Umso mehr freut es mich, dass Frau Karen Klement (kooptiert/ Regionalsprecherin Südbayern, Senior Manager Sales & Business Development, Kühne + Nagel (AG &Co.) KG) –d.A.) und Herr Stephan Gierzewski, Regionalgruppensprecher Südbayern, Head of Trining & Coaching Automotive, Continental Automotive GmbH – A.) …die Ladies in Logistic Lounge ins Leben gerufen hat…wir konnten uns austauschen, Best Practice und individuelle Branchenlösungen live kennenlernen …über den eigenen Tellerrand sehen.

Mahatma Gandhi sagte:
“Wir müssen der Wandel sein, den wir in der Welt zu sehen wünschen.“

Und durch die Veränderungen der Rolle der Frau verändern sich natürlich auch die Rollen der Männer. FemaleShift war gestern. Heute sprechen wir bereits vom globalen genderShift.

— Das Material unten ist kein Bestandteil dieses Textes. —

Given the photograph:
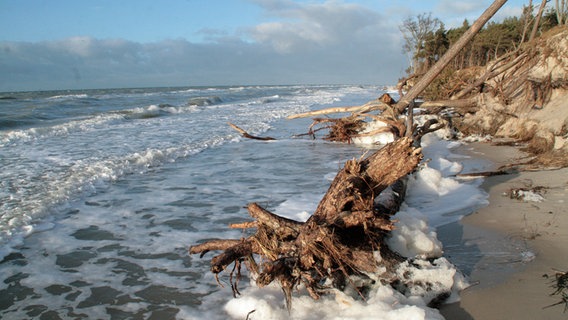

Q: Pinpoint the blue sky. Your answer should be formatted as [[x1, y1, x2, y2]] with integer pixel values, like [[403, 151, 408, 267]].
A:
[[0, 0, 528, 91]]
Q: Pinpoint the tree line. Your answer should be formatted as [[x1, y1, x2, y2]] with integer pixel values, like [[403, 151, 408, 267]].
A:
[[400, 0, 568, 76]]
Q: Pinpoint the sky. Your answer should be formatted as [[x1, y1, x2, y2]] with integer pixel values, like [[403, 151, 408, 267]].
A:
[[0, 0, 528, 92]]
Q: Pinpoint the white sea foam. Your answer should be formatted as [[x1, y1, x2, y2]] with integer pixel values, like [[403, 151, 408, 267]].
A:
[[0, 86, 488, 320]]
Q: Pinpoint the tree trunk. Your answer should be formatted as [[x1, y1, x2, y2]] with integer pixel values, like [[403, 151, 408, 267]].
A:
[[189, 137, 422, 306], [395, 0, 507, 113], [529, 0, 548, 41]]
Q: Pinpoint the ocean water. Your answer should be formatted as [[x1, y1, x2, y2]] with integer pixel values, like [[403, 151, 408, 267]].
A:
[[0, 86, 504, 319]]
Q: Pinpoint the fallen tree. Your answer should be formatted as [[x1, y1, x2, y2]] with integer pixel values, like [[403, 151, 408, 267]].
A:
[[189, 138, 422, 306], [189, 0, 505, 309]]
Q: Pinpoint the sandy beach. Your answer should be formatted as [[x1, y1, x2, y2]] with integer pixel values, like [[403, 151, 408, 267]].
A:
[[441, 142, 568, 320]]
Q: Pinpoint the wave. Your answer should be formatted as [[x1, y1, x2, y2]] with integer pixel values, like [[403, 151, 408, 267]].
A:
[[47, 93, 89, 100], [187, 96, 223, 107], [0, 104, 204, 148], [0, 135, 233, 261]]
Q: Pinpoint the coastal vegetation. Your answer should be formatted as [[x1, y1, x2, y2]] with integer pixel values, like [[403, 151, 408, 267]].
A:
[[190, 0, 568, 314]]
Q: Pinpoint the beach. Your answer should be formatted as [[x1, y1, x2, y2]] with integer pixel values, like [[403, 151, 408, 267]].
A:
[[441, 142, 568, 319]]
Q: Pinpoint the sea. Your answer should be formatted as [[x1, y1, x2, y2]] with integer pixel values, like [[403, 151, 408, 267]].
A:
[[0, 85, 528, 320]]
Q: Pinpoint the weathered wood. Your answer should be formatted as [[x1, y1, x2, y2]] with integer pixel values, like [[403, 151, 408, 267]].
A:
[[308, 137, 422, 223], [227, 122, 276, 141], [286, 100, 390, 119], [190, 137, 422, 306], [395, 0, 507, 113]]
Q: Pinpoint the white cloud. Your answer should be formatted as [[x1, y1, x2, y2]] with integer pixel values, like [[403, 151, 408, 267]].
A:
[[0, 0, 406, 91]]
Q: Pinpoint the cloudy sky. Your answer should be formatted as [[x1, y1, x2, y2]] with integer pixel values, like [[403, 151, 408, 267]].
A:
[[0, 0, 528, 92]]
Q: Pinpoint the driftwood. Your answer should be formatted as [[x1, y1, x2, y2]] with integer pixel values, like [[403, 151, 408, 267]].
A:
[[395, 0, 507, 113], [189, 137, 422, 307], [227, 122, 276, 141]]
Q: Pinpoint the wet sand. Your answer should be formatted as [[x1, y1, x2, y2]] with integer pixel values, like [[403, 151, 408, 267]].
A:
[[439, 142, 568, 320]]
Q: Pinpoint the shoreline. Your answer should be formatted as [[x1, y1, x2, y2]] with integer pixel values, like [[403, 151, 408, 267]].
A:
[[439, 142, 568, 320]]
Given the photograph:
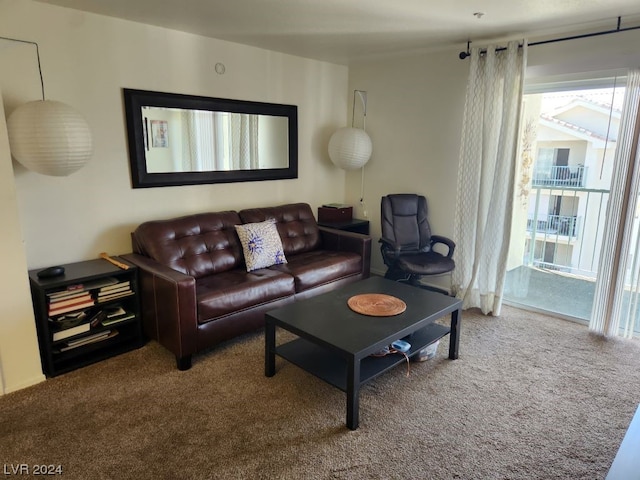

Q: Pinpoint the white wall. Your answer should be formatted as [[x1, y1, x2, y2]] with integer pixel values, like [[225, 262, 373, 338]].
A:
[[0, 0, 349, 391], [0, 90, 44, 395], [346, 30, 640, 280], [346, 52, 468, 280]]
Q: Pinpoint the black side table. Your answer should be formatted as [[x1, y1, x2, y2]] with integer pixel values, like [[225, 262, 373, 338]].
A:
[[318, 218, 369, 235]]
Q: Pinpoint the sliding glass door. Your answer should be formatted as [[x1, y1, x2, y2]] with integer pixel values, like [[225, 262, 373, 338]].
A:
[[504, 78, 625, 323]]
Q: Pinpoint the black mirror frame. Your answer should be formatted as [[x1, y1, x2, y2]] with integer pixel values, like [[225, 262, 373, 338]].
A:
[[122, 88, 298, 188]]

Es geht also zukünftig nicht nur um gute flexible Arbeitsmodelle für Frauen, sondern für beide, für Männer und Frauen. Diversity oder Vereinbarkeit sind keine Marketing-Wörter, sondern in Zeiten von Fachkräftemangel, digitaler Transformation und großer gesellschaftlicher Umwälzungen grundlegende Bausteine von Unternehmensstrategien.

Den Wandel gestalten ist das Kongressmotto. Also lassen Sie es uns verändern.